We’ve chosen to begin with a few rose pruning videos for your viewing pleasure. These can be found on the top navigation bar of the homepage under Moorfield TV, and also as links below in the ROSE GARDEN section of In Garden News and HERE.
Hugo is helping me capture these videos going forward but this weeks footage is all me so excuse the less professional footage for now, rather this than not capture anything and miss the rose pruning window altogether.
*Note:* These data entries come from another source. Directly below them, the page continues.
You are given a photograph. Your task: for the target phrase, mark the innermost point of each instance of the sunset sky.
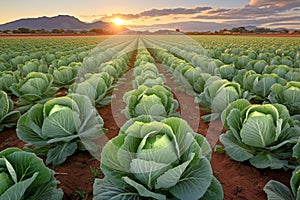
(137, 13)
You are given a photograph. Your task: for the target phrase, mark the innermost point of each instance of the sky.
(185, 13)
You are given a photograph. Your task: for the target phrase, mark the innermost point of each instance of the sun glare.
(118, 21)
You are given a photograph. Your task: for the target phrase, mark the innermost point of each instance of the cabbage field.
(150, 117)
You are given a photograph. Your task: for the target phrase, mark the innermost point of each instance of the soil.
(240, 181)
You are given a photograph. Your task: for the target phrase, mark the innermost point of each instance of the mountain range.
(67, 22)
(64, 22)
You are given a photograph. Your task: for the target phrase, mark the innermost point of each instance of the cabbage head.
(155, 101)
(288, 95)
(35, 88)
(218, 93)
(263, 134)
(275, 190)
(61, 126)
(96, 87)
(64, 76)
(8, 116)
(7, 78)
(24, 176)
(157, 160)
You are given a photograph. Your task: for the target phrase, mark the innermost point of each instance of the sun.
(118, 21)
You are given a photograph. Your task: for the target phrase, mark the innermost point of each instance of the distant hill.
(64, 22)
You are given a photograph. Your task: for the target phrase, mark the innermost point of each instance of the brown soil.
(239, 180)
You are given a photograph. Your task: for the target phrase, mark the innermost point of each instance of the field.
(193, 78)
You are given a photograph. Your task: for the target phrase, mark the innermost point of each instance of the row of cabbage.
(17, 54)
(155, 155)
(266, 135)
(56, 127)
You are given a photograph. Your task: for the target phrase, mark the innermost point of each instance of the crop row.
(155, 154)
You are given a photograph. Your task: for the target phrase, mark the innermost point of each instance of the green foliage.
(155, 101)
(8, 117)
(159, 160)
(24, 176)
(96, 87)
(288, 95)
(278, 191)
(61, 126)
(7, 78)
(262, 134)
(35, 88)
(218, 93)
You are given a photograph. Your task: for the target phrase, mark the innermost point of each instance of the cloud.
(255, 9)
(158, 13)
(123, 16)
(173, 11)
(256, 12)
(277, 3)
(285, 24)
Beyond these first pruning videos, Moorfield TV will host garden video how-to’s, as well as garden walks and garden talks, between Hugo and I, and Q&A’s where you can ask us anything, so essentially a more intimate and personal approach to the Garden at Moorfield and Little Oak stories, and I am sure this offering will expand as the garden does.
So without further ado back to regualr programming, we hope you enjoy this weeks journal and these new additions. Happy Spring to all our fellow Southern Hemisphere dwellers and to our northern gardening friends, enjoy the beginning of your Autumn.
Pip and Hugo xo
“In Spring at the end of the day you should smell like dirt” - Margaret Atwood
I am out at dusk in the garden, covered in soil and smelling of seaweed solution and earth, it has caked under my nails and into the fine ridges of my hands. The air is more mild than it has been in months and it feels the daily ritual of the growing seasons has begun already and winter has barely bid us farewell.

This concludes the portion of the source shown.